E (softly, looking through the window): There’s old Brokeback in the west. Jack, I know you looked out that window a thousand times before you broke loose.
(Ennis moves around the room touching the furniture Jack had touched so many times. He goes to the closet, slides the curtain and looks inside. Jack’s boots, old wool hunting jacket, jeans on wooden hangers. Slides the curtain closed, half walks away, opens curtain again and looks far inside. Reaches in and pulls out Jack’s old shirt from Brokeback, holds it to his chest, buries his face in it. Very slowly holds it out and looks at it and finds there is another shirt inside, slowly draws out his own blood-stained shirt from the long-ago last day on the mountain and the breakup fight.)
E: Oh God. Jack. Your shirt. My shirt. Your blood. All the years you kept these hid.
(Overwhelmed by memory and longing, he begins to weep. Stops abruptly, afraid they will hear him downstairs. Folds the shirts together.)
E: We was always on the edge, always. Our life together. Our life apart. Now it’s too late and we’re both alone forever.
(Ennis goes down to the kitchen holding the shirts reverently. Looks at Jack’s mother questioningly. She nods.)
JM: You take them. I know Jack would want it so. I think you was his only friend. Life isn’t easy for us, wasn’t easy for him.
JF: Tell you what. We got a family plot and he’s goin in it. He ain’t goin up on Brokeback.
(Jack’s mother walks to the door with Ennis.)
JM: You come again. To see his room. To remember Jack, to remember.


SCENE 11


Interior of Ennis's ratty trailer on the current ranch where he works.  He comes in wearily.  Drapes the shirts over a chair back. Pours a glass of whiskey and tosses it back, deliberately pours another, picks up the shirts.  What follows is an inarticulate man trying to express unspeakable grief.  The shadows of pain spread out like black oil.

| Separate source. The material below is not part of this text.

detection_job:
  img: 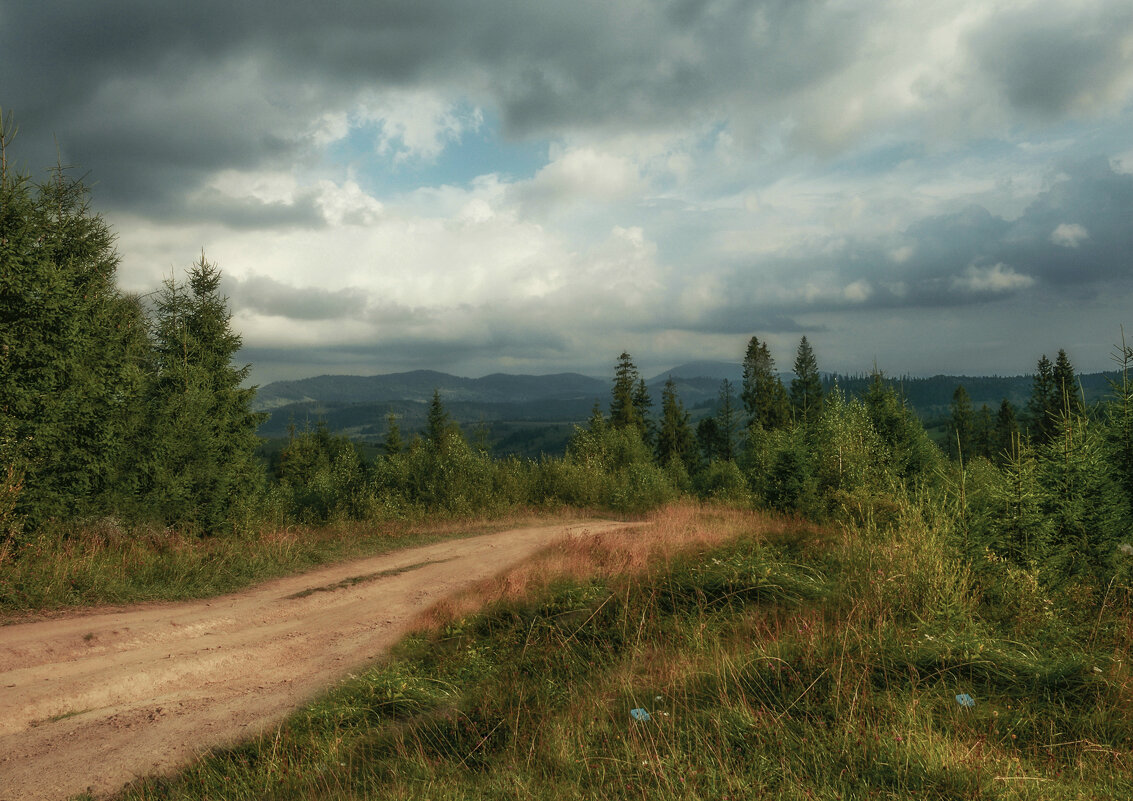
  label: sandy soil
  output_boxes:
[0,521,625,801]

Ennis (holding shirts):  This is what's left, Jack. I got nothing else.  Two shirts the same age now we was when we started.  Couple a postcards.  What I can remember. No pictures.  No letters.  Can't even carry your ashes up to Brokeback.  Hard to take. 

(Sits at the table.)

Jack, I'm choked up with love.  Love too late, too late … My fault.  My fault. I can't sleep.  Bone-tired, I can't sleep.  Over and over them pictures go through my head.  Is it you or old Earl in the ditch? Can't talk to nobody about you.  My secret. Nobody knows even now. There is a price to that secret.  When something bad happens, a man with a secret can't show pain. Feels like my heart's cut out, nothin there but a little stain a blood. And if you can't fix it, you got to stand it. I know that.

(He rises, gets a wire hanger and puts the shirts on the hanger so that his shirt embraces Jack's, a forlorn gesture. Gets hammer and nail and pounds nail three times into the wall.)

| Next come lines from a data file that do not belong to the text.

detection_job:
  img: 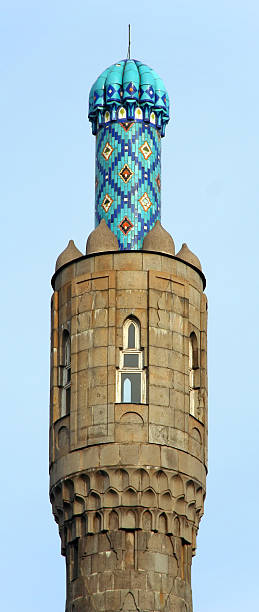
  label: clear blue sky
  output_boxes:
[0,0,259,612]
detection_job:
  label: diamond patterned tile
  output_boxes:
[139,140,152,159]
[119,164,134,183]
[102,193,113,212]
[139,192,152,212]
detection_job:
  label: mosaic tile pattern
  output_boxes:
[95,120,161,250]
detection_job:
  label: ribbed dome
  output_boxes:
[88,59,169,135]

All them years I told you "No, no, no".  I never give you nothing but "No".

[He puts the hanger on the nail.]

I never give you nothing and I never said what you wanted me to say.  I got only one thing I can give you now. Jack, I swear. I swear there will never be anybody but you. It was only you in my life and it will always, always be only you, only you.  Jack, I swear.